ON THIS day last year, the Most Revd Justin Welby was enthroned as Archbishop in Canterbury. He ends his first year without having restricted his ability to manoeuvre through ill-judged utterance. His biggest headache, the Anglican Communion, remains together, though the centrifugal forces have increased. His work on the Banking Commission and with credit unions has won him respect. His public persona is undeveloped, but this is reasonable after just one year.

In his inaugural sermon, Archbishop Welby quoted Pope Francis, elected in Rome a week earlier. Comparisons between the two men are inevitable, and this week's announcement of a joint initiative against people-trafficking is an encouraging sign that the two Communions are seeking more active engagement. As the Pope and the Archbishop have tackled their respective offices, similarities have emerged. Both are self-deprecating, uncomfortable with pomp, and came to office having seen the worst that humans can inflict upon each other: Pope Francis during the "Dirty War" in Argentina, Archbishop Welby on his various trips to war-torn areas of Africa. It might be argued that the Pope has the harder task ahead of him. He was elected as a reformer, and has so far taken on the Curia, appointed a personal "cabinet" drawn from outside Rome, summoned a synod to discuss marriage and divorce, and issued an unprecedented questionnaire to the faithful, the response to which will define his willingness to change pastoral practice, if not doctrine. Francis has the authority to make these changes because he is Pope. A refrain of Archbishop Welby's is that he is not a pope. Every new incumbent at Canterbury must learn how to operate with very little personal power. On the issue of same-sex marriage, for example, he has no power over his bishops to enforce discipline - and they, in turn, most likely, have no power to enforce it over most of their clergy. The effect of this powerlessness goes beyond the occasional awkwardness with incredulous overseas church leaders. As successive predecessors have found, it seriously inhibits the freedom of expression that is an essential part of the job. If the Archbishop disagrees with his Church's policy, he cannot complain or campaign. Perhaps once or twice he can say: "I think this, but cannot do anything about it;" beyond that, he undermines his own authority and that of his Church.

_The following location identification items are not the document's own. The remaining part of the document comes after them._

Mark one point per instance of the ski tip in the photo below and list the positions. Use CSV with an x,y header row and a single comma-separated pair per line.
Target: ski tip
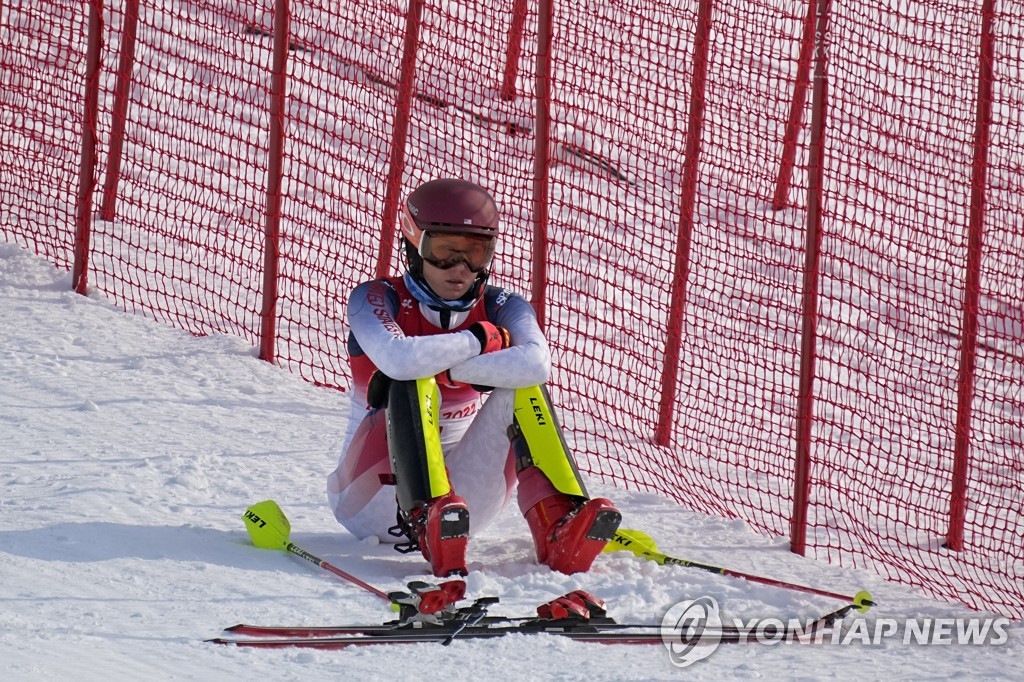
x,y
862,600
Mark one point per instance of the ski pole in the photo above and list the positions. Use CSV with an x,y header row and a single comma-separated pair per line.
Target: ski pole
x,y
642,545
269,528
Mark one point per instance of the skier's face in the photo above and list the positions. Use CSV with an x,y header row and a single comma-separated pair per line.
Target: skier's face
x,y
452,283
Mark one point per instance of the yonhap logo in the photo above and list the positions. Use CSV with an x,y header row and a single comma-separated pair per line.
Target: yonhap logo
x,y
691,631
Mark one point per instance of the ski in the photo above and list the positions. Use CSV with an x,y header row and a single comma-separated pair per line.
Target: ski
x,y
478,626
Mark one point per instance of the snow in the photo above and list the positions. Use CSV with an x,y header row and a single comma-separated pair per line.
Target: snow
x,y
131,450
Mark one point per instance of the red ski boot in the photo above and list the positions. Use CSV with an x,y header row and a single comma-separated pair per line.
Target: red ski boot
x,y
570,534
444,536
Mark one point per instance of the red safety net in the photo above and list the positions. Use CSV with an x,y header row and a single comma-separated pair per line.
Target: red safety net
x,y
866,400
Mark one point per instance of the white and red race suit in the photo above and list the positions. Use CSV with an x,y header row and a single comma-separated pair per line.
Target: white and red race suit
x,y
406,339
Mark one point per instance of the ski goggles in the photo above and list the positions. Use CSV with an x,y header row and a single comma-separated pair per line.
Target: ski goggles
x,y
445,250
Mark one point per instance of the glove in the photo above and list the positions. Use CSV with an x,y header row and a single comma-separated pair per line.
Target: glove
x,y
492,337
444,380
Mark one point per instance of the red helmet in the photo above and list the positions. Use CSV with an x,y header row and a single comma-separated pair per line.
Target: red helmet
x,y
449,205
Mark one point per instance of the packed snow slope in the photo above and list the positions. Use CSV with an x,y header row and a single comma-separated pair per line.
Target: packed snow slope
x,y
131,450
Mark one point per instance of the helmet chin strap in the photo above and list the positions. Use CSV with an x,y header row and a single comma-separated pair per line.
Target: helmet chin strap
x,y
423,293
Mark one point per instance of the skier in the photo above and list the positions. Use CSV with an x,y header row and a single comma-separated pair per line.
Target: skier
x,y
449,403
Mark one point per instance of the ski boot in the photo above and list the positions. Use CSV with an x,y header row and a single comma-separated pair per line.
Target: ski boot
x,y
570,533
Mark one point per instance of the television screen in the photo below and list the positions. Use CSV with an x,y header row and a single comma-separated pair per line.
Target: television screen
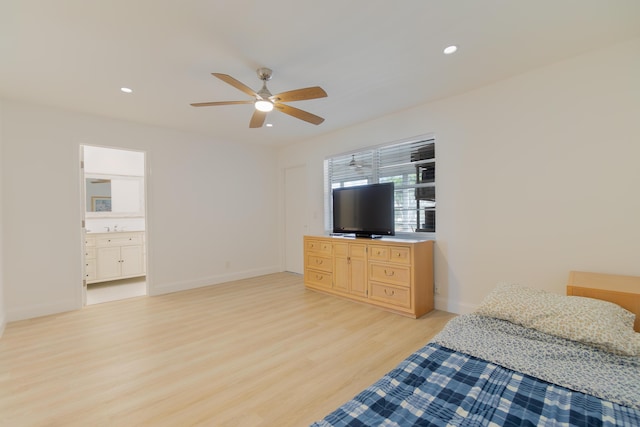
x,y
366,210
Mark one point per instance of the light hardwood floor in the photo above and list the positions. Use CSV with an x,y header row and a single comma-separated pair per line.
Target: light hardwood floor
x,y
257,352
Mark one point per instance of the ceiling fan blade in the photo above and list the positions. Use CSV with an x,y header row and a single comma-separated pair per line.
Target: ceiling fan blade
x,y
299,94
299,114
209,104
257,120
235,83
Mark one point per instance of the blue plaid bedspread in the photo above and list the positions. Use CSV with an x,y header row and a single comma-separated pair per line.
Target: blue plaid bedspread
x,y
436,386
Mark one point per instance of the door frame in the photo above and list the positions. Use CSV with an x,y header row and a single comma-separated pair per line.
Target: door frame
x,y
83,228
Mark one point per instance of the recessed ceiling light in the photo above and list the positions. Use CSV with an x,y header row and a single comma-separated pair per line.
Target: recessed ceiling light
x,y
450,49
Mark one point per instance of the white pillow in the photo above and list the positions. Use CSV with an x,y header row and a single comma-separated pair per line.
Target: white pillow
x,y
598,323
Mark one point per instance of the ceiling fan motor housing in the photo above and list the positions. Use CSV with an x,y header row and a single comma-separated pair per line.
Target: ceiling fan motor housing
x,y
264,73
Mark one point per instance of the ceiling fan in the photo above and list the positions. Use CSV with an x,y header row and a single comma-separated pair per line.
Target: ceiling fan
x,y
264,101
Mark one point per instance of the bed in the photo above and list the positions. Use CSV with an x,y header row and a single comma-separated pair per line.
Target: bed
x,y
525,357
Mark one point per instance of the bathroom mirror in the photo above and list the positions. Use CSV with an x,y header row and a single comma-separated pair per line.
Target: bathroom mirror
x,y
114,196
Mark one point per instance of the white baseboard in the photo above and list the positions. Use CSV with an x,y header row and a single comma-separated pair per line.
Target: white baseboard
x,y
3,323
166,288
444,304
40,310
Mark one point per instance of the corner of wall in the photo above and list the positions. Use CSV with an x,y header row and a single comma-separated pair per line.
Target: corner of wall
x,y
3,308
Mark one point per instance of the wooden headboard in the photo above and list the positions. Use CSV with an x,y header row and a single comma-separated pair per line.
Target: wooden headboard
x,y
622,290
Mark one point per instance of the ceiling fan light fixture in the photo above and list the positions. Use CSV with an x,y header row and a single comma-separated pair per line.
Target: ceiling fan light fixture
x,y
264,105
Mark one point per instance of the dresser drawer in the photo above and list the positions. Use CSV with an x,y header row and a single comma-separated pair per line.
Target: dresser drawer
x,y
390,294
318,278
90,240
90,252
90,269
319,262
319,246
389,273
379,253
116,240
399,254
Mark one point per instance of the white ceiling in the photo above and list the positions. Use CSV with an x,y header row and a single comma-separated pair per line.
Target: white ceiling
x,y
373,57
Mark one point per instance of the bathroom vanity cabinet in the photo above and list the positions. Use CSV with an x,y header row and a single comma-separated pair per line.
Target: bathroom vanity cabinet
x,y
113,256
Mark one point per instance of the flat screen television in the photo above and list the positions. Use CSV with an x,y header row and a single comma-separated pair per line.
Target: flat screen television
x,y
365,210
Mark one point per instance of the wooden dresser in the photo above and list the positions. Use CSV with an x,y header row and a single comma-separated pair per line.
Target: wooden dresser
x,y
621,290
394,274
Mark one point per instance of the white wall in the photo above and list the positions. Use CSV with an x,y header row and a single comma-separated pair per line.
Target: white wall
x,y
3,317
536,175
201,225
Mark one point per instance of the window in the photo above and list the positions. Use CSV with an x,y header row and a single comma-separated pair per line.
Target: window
x,y
410,165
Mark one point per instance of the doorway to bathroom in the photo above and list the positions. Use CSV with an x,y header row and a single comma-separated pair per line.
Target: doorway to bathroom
x,y
114,224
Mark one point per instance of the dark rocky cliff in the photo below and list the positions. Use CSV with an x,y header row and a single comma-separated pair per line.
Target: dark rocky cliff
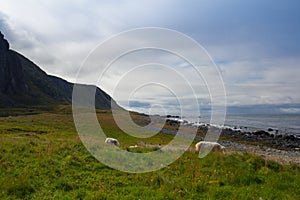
x,y
24,84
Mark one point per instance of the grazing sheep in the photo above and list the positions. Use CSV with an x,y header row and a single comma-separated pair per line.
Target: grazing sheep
x,y
112,141
133,147
210,145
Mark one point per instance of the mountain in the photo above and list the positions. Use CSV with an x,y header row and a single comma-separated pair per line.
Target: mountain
x,y
24,84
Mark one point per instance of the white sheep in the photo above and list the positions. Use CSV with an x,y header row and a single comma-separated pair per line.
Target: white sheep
x,y
112,141
214,146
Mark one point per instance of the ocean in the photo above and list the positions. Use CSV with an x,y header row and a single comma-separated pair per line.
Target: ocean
x,y
284,123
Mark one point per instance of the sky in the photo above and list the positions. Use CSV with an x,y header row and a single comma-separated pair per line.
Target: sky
x,y
255,45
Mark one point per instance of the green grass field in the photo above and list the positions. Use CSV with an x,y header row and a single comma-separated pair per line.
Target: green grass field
x,y
42,157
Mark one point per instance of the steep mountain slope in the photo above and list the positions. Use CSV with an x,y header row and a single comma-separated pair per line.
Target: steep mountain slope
x,y
24,84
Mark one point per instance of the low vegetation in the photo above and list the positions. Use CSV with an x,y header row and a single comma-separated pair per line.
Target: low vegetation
x,y
42,157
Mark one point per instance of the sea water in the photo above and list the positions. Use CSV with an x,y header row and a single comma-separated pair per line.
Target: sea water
x,y
284,123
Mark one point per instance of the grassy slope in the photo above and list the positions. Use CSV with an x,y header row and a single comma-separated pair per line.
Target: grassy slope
x,y
41,156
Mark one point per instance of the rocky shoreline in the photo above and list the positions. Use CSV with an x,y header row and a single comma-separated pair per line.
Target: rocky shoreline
x,y
269,138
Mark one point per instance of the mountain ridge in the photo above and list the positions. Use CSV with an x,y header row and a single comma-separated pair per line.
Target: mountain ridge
x,y
25,84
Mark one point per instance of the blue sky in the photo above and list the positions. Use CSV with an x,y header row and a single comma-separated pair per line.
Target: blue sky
x,y
254,43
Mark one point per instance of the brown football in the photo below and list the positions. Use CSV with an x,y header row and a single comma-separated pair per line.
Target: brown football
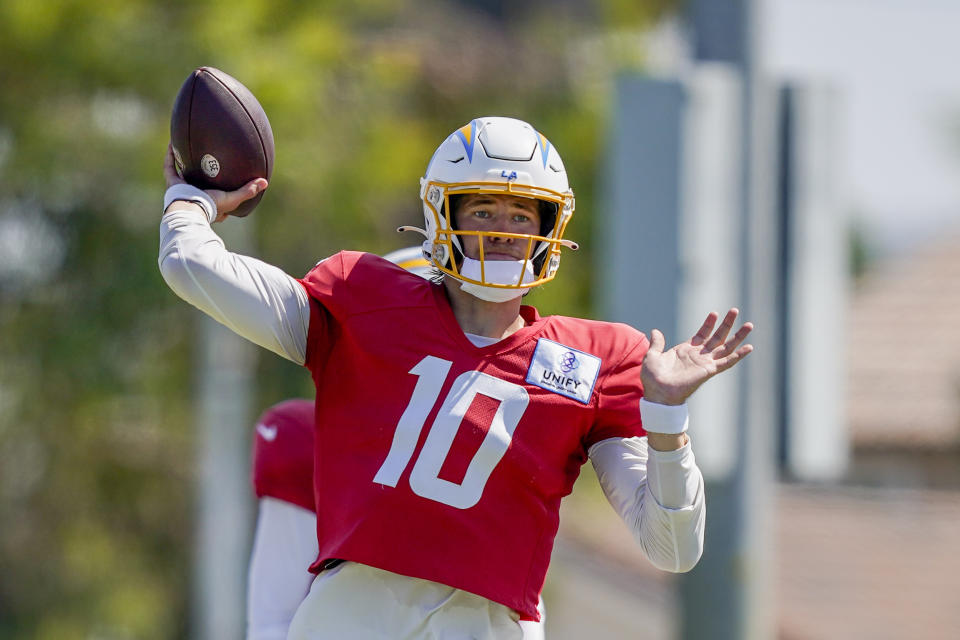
x,y
220,134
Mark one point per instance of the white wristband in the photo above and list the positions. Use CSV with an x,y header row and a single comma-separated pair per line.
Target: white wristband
x,y
664,418
184,191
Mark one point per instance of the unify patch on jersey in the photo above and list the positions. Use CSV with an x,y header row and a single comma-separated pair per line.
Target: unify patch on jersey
x,y
564,370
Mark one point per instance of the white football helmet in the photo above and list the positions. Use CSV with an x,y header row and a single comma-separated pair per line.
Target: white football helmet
x,y
497,156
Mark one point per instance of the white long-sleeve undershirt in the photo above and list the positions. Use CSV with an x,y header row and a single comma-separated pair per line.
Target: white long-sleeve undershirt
x,y
658,494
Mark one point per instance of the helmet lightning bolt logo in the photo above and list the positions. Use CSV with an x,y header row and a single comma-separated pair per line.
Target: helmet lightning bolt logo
x,y
468,136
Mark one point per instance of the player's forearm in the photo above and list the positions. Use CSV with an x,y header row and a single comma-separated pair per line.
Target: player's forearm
x,y
659,495
256,300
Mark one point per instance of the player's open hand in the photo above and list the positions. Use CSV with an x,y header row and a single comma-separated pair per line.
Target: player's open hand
x,y
226,201
670,377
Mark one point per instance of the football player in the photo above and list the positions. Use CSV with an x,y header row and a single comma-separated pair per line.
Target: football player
x,y
453,417
285,541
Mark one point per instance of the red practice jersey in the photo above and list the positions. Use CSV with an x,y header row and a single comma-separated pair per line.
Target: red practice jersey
x,y
283,453
446,461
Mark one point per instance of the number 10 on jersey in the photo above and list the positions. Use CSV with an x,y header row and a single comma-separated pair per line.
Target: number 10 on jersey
x,y
424,477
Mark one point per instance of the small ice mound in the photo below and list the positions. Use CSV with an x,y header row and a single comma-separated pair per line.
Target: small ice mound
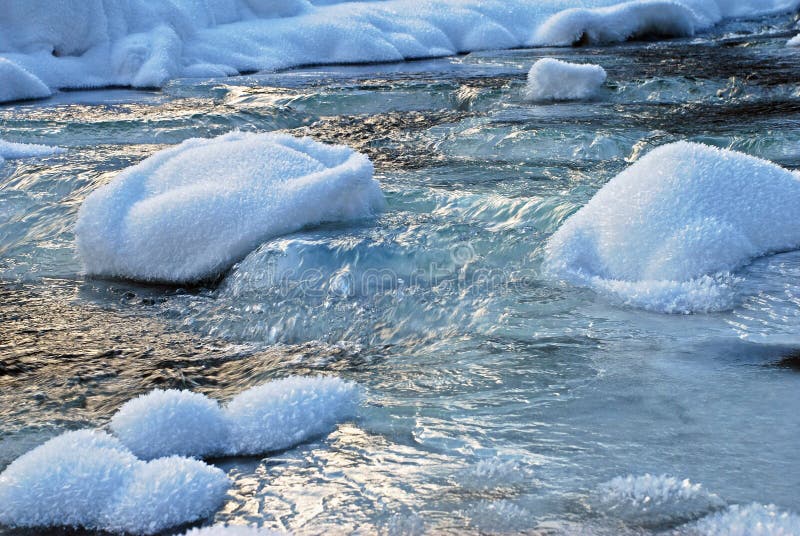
x,y
284,413
171,422
189,212
17,83
231,530
89,479
654,501
665,233
617,23
554,80
750,520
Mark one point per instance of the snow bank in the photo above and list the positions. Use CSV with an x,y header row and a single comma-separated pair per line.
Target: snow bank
x,y
665,233
89,479
189,212
552,79
92,43
269,417
750,520
649,500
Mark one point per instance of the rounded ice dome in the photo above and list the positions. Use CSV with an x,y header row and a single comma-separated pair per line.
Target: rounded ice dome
x,y
189,212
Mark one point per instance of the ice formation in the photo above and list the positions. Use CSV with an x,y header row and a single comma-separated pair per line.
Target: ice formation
x,y
749,520
265,418
10,150
89,479
552,79
189,212
93,43
665,233
649,500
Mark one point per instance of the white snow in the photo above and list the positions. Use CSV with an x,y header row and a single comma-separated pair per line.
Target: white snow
x,y
89,479
749,520
265,418
665,233
650,500
92,43
189,212
552,79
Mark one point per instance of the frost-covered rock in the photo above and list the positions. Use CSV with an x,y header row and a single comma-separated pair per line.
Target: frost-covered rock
x,y
89,479
552,79
665,233
750,520
189,212
94,43
268,417
649,500
171,422
283,413
18,84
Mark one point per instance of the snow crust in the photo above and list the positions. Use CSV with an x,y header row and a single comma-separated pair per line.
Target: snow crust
x,y
651,500
265,418
89,479
189,212
552,79
666,233
749,520
142,43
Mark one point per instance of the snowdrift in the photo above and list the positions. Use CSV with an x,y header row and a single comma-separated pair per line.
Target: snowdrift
x,y
552,79
89,479
265,418
145,43
189,212
666,233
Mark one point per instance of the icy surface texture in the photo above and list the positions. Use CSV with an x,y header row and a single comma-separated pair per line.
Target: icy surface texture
x,y
189,212
265,418
665,233
143,43
89,479
651,501
552,79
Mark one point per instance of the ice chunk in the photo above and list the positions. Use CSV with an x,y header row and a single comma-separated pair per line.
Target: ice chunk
x,y
89,479
651,501
18,84
665,233
552,79
268,417
189,212
750,520
283,413
171,422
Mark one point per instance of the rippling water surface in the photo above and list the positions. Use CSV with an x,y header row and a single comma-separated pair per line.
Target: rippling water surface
x,y
497,400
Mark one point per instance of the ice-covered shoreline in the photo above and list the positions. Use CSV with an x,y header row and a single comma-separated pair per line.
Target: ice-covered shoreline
x,y
147,43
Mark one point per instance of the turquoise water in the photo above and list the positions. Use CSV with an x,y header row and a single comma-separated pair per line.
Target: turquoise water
x,y
498,400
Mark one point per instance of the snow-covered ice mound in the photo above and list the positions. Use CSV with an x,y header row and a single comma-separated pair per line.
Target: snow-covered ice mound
x,y
89,479
10,150
189,212
265,418
750,520
665,233
552,79
651,501
141,43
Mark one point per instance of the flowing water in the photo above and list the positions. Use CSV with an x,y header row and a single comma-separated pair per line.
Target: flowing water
x,y
497,400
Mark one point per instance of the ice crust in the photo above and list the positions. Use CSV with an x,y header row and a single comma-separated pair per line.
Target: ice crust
x,y
143,43
189,212
265,418
654,500
666,233
552,79
89,479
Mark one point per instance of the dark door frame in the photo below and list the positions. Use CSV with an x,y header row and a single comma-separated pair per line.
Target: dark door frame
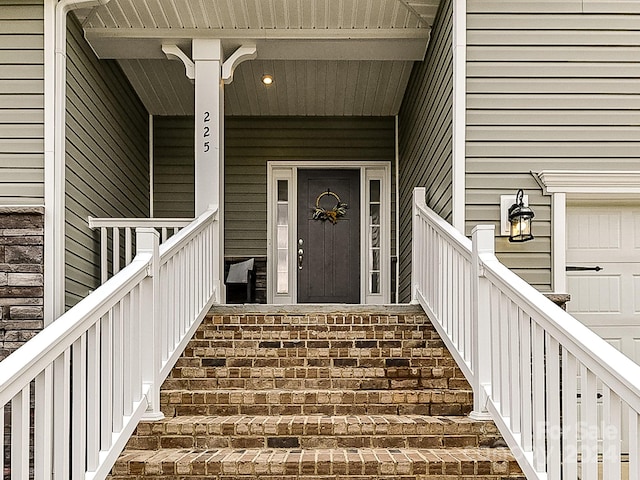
x,y
369,171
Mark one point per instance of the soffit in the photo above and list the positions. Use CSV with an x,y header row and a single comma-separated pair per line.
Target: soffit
x,y
328,57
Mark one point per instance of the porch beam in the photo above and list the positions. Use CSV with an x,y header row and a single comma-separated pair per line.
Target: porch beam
x,y
284,45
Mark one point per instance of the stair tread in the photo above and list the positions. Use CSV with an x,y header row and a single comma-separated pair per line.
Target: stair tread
x,y
351,419
318,461
317,390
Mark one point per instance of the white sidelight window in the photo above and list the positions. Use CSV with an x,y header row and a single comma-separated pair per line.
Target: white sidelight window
x,y
375,229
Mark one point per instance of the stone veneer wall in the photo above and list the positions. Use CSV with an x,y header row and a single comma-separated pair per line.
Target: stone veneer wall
x,y
21,276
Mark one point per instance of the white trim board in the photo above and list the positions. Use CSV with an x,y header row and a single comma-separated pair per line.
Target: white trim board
x,y
590,182
578,185
284,170
459,113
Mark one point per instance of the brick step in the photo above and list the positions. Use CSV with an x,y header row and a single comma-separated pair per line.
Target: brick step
x,y
274,349
315,431
318,333
303,346
356,382
280,367
315,333
319,464
315,402
319,319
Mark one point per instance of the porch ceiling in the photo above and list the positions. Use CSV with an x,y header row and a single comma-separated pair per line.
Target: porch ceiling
x,y
327,57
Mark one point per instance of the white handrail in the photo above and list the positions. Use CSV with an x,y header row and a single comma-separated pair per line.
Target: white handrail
x,y
566,401
97,370
116,235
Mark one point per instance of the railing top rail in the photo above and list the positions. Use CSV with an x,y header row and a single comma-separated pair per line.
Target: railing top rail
x,y
171,246
19,368
610,365
618,371
445,229
138,222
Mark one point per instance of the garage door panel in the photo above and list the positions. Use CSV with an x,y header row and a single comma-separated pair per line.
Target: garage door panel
x,y
589,230
608,300
594,294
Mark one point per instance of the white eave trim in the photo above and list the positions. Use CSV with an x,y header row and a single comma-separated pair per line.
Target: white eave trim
x,y
592,182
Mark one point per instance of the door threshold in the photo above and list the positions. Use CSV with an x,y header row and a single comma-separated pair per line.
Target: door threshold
x,y
304,308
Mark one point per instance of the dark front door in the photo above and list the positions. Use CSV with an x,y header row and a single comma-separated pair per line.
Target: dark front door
x,y
328,248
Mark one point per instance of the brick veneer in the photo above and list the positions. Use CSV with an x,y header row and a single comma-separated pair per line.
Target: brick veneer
x,y
21,276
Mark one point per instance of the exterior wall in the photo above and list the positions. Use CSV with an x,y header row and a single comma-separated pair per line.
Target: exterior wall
x,y
22,102
250,142
173,167
107,165
21,276
551,85
425,137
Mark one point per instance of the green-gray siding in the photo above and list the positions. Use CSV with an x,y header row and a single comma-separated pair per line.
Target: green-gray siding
x,y
250,142
107,165
22,102
425,136
551,85
173,167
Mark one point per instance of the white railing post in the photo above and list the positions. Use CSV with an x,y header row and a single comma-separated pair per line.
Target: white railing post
x,y
148,241
482,243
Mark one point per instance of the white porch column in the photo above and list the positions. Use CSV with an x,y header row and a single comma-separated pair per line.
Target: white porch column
x,y
209,133
209,138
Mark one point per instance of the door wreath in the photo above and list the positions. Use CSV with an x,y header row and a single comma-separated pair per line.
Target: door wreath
x,y
333,214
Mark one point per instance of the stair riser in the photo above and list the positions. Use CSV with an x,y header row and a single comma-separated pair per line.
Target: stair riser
x,y
249,321
254,463
312,409
313,383
309,442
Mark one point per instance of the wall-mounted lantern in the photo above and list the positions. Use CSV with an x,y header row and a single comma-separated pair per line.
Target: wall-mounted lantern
x,y
520,217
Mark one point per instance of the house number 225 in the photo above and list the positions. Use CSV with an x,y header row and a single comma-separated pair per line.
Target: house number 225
x,y
205,132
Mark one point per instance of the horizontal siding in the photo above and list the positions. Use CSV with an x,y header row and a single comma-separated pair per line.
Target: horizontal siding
x,y
22,102
551,85
250,142
173,167
425,137
107,166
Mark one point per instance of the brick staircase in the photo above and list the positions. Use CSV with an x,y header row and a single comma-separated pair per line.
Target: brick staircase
x,y
292,395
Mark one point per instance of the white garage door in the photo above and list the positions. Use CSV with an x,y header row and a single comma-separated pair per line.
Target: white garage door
x,y
603,272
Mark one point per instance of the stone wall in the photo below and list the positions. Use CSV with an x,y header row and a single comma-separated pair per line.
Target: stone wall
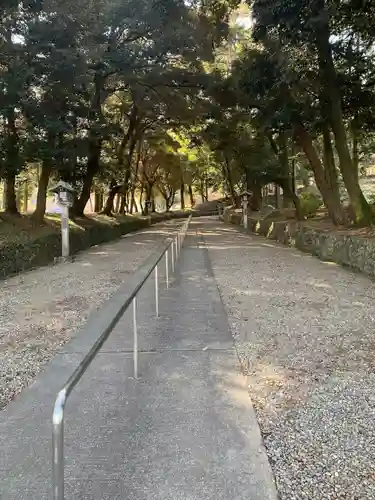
x,y
355,252
19,257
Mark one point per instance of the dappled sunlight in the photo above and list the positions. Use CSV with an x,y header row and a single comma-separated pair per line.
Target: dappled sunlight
x,y
224,247
269,245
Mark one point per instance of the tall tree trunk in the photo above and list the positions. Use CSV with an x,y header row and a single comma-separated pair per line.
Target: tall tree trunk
x,y
133,205
12,163
123,204
117,204
95,147
355,153
256,199
286,181
333,204
362,210
25,196
191,196
201,191
182,195
97,201
329,164
113,190
229,181
41,197
10,200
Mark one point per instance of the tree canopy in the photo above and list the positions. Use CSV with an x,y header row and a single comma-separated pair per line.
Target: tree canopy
x,y
130,99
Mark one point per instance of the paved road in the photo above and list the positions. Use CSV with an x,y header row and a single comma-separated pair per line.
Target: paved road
x,y
305,330
40,310
185,430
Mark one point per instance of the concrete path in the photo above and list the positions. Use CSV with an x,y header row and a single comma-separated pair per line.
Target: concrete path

In one respect at least, the Pope and the Archbishop resemble football managers. Their words can be analysed, but at the end of the day, it is the performance of their teams that must be judged. The "Francis effect" has improved morale within the RC Church to an unexpected extent, and there are signs that the ball might be moving out of defence. Archbishop Welby is less of a public figure, preferring backroom negotiation to open-air exhortation. This approach has helped to prevent another own goal over women bishops. On the issue of same-sex relationships, however, he has various groups in his team kicking in opposite directions, and he is thus constrained from speaking freely about it. It is for this reason that an honest appraisal of the Archbishop's first year as leader must also encompass the willingness of Anglicans to be led.